My Pipettes Haven't Been Calibrated In Forever. Now What?
- Should I be concerned?
Yes, you should. If your pipettes have not been calibrated recently, the quality of your results and the integrity of your data are questionable. Especially when resources are scarce, labs must be able to depend on the quality of their liquid handling processes, and cannot afford to repeat their tests or experiments or waste their materials. Maintaining regulatory compliance is another good reason to have a robust pipette calibration system.
- Why would pipette performance change over time?
Pipettes are high-precision instruments, even though not many people think of them in that way. A number of moving parts within each pipette can fail during regular use or as a result of damage from incorrect use. Mechanical failures can include leaky seals and O-rings, damage to the nose cone of the shaft, corrosion and contamination of the piston— to name but a few.
- Should I be worried about my data?
For sure. The longer the time since your last pipette calibration or performance verification, the greater the threat to your data integrity. A rational step would be to do an “as found” performance check on each of your pipettes. If a pipette is not performing to specification, all data collected since your last calibration with the failed pipette are potentially flawed.
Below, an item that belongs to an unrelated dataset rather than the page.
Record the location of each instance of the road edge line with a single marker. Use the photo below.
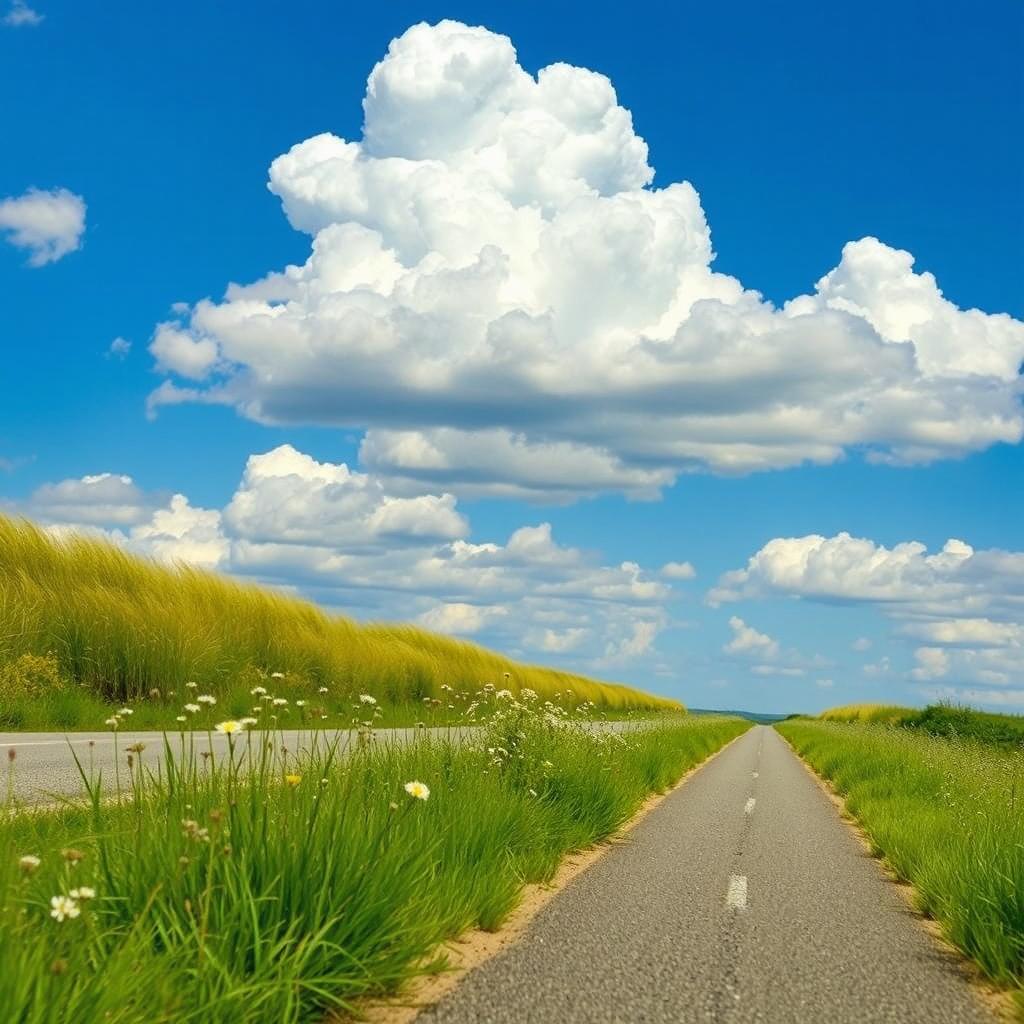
(996, 999)
(474, 947)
- Is remedial action required?
If your data integrity has been compromised, it is very likely that remedial action is required. Determine what regulations you are subject to and consult the relevant guidelines and SOPs. Of course, if any of your results are in doubt, you need to take action from not only a regulatory compliance standpoint, but also to ensure the enduring quality of your lab operations.
- Why did I allow so much time to elapse before I calibrated my pipettes?
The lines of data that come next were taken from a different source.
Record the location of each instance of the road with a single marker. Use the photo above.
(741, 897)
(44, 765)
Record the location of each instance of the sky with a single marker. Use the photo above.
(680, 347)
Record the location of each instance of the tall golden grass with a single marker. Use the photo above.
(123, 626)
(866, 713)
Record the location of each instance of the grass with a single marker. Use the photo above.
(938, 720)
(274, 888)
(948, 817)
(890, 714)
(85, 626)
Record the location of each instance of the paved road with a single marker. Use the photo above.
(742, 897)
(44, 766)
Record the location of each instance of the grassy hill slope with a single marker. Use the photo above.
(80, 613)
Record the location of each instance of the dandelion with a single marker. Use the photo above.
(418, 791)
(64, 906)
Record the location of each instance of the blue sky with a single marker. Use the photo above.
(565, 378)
Understanding how you got here is important in crafting an effective solution. Perhaps laboratory staff members find it burdensome to calibrate. Possibly your SOPs are not clearly documented and accountabilities are vague. Or, if you outsource calibration, you may simply be having difficulty with the price or performance of your provider. Whatever the case, you now should determine the ideal calibration program for your lab to ensure pipette quality.
- What options are available for calibration?
There are many options for pipette calibration and the right choice depends on the relative importance of accuracy, precision, traceability and the volume range of the pipettes. Gravimetry, fluorometry, titration, single-dye photometry, and ratiometric photometry are all techniques that can be utilized to calibrate your pipettes. Gravimetry, for example, offers good accuracy at high volumes but is problematic for low volumes and in difficult environments. Fluorometry and single-dye photometry provide good precision information but limited accuracy information. Titration is typically time consuming and the results are subjective. Ratiometric photometry offers high levels of precision and accuracy. If utilized as a system with prepared reagents, a high performance photometer and data management software, it can also provide fast and objective results at all volumes.
- How often should I calibrate?
The appropriate pipette calibration interval depends upon several factors including the degree of confidence required in your results, the amount and type of use a pipette receives, and the accuracy and precision required for specific procedures. In some cases, pipette performance should be verified daily. In other cases, monthly or quarterly is sufficient. One solution many labs have implemented is to partner with an outside provider for annual calibrations, while also utilizing an in-house program to perform interim verifications. An internal system—typically less rigorous than a full calibration and easy to implement—enables you to ensure the quality of your ongoing operations whenever necessary. For instance, you may want to verify pipette performance before critical procedures, or when you suspect a mechanical failure of the pipette.
Also important is your target reliability level, which is determined by the quality mandate and established tolerances in a given lab. Your quality assurance objectives and the appropriate regulatory standards should also be taken into consideration when deciding on calibration frequency. While all of this may sound complex, there is expert guidance available from sources such as LHTalk.org, and other web-based discussion groups.
- How do I prevent this situation from arising again?
You now need to implement a liquid handling quality assurance program. This should include the appropriate procedures, training, and a clear accountability structure for enforcement. With a good calibration program in place, you’ll have greater confidence in your data, prevent the erosion of lab efficiency, and rest assured your processes are compliant and in control.